You’ll need a pretty wide variety of plants that bloom continuously all summer, and provide a lot of nectar. Butterflies are most active during the mid-to-late summer, so you’ll need to have flowers that bloom during that time.
Annuals tend to bloom all summer, so if you want continuous blooms you should be sure to include plenty of annuals in your garden. Many perennials are also great at attracting butterflies, but they may not bloom all season.
Be sure to plant larger plants in the back and shorter ones in the front. The taller plants will help block wind from disturbing butterflies and their eggs, and if they’re in the back, they won’t obstruct your view of the butterflies!
There are many shrubs and trees that you can use as windbreaks for your butterfly garden. These shrubs and trees will also attract butterflies with their sweet, nectar-producing blooms.

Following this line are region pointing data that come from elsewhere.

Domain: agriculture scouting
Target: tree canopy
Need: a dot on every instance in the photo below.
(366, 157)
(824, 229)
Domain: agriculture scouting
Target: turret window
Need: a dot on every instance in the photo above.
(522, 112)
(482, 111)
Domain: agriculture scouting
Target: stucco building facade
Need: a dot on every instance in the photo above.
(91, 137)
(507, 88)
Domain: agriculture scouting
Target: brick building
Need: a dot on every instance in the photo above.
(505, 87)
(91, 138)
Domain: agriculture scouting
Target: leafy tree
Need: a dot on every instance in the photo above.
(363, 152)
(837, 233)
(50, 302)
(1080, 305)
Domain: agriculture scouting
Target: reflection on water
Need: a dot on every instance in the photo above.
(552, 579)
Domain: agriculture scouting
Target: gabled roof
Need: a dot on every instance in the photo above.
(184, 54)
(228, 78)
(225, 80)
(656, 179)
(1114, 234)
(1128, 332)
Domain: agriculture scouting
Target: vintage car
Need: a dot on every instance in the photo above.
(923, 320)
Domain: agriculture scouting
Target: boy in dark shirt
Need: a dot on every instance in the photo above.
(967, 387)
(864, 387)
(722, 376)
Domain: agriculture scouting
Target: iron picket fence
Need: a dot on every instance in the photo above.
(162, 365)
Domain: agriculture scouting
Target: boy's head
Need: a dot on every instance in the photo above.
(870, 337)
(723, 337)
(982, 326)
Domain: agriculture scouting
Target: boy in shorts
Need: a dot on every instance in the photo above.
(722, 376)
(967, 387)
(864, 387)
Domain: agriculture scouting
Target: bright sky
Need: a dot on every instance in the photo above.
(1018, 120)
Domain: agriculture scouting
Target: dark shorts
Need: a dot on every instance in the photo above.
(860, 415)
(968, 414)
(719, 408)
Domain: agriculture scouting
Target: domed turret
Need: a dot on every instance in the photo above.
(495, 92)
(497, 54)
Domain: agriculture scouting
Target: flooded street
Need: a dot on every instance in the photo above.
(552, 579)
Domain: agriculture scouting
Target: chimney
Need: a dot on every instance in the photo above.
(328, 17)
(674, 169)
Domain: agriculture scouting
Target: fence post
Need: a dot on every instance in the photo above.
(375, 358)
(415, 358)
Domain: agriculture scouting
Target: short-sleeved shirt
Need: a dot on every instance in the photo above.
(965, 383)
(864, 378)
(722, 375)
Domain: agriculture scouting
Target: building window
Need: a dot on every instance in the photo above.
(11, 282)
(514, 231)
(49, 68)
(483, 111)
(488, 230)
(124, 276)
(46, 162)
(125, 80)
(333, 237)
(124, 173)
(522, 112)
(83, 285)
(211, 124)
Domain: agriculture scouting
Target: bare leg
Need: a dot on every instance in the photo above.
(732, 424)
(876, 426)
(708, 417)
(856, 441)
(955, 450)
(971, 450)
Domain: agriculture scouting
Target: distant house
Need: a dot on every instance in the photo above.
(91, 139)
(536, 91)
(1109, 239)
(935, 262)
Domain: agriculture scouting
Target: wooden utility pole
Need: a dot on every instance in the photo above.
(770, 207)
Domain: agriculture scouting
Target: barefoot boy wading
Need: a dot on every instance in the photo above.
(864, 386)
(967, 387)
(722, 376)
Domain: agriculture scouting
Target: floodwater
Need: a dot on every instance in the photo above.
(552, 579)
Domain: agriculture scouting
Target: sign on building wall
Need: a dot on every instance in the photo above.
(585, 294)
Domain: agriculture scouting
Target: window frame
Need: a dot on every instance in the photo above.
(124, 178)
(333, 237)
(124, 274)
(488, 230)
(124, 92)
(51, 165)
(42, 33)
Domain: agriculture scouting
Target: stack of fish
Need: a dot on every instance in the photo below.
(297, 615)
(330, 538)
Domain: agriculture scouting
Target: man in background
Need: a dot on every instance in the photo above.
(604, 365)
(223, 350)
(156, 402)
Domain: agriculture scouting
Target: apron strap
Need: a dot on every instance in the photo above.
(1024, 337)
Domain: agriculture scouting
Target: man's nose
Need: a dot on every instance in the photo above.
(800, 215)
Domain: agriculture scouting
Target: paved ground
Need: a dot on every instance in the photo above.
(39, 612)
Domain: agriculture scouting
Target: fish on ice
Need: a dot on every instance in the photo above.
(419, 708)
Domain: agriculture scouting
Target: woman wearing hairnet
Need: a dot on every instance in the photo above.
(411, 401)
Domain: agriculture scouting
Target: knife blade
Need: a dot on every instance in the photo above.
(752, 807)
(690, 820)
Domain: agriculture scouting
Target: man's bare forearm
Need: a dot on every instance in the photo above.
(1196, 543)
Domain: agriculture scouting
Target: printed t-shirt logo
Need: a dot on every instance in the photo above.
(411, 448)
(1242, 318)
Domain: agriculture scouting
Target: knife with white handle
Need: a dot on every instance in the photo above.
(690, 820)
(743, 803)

You can try pear trees, plum trees, mock oranges, butterfly bush, hawthorn, blueberry, rose of Sharon, privet hedge, summersweet, redbud, buttonbush, autumn olive, abelia, and buddleia.
Annuals are especially important for butterfly gardens because of their ability to bloom for most of the summer season. Marigolds, zinnias, cosmos, and sunflower are all classic annuals for attracting butterflies. Other beautiful annuals for butterfly gardens include impatiens, nasturtium, Queen Anne’s lace, verbena, and globe amaranth.
Planting wildflowers can bring in a lot of butterflies. The great thing about wildflowers is their ease of planting. If you want, you can just sprinkle handfuls of wildflower seeds all around an area you wish to cover with them! Sure, some of them will be eaten by birds and other animals, but many will survive and grow.
Good wildflowers for attracting butterflies include coneflowers, milkweed, spearmint, thistles, butterfly weed, ironweed, and New England asters. There are also several wildflowers that are considered too weedy for most gardens, but they are really good at attracting butterflies. These weed-like wildflowers include goldenrod, dogbane, and nettles.
Perennials don’t typically bloom for the entire mid-to-late summer season, but they’re still a very important part of any butterfly garden. Some butterflies prefer specific flowers, and perennials are included in those types. This is why it’s important to have a good mix of various varieties of flowers in your garden.
There are many perennial flowers that are superb for attracting butterflies and providing nectar for them. Aster, coneflower, Shasta daisy, lobelia, passion flower, hibiscus, bee-balm, daylily, goldenrod, chives, sage, mountain mint, false indigo, coreopsis, butterfly weed, black-eyed Susan, phlox, verbena, milkweed, and hollyhock are all super varieties of perennials for butterfly gardens. These varieties are all prized for their ability to provide nectar for butterflies, and should be added to any butterfly garden.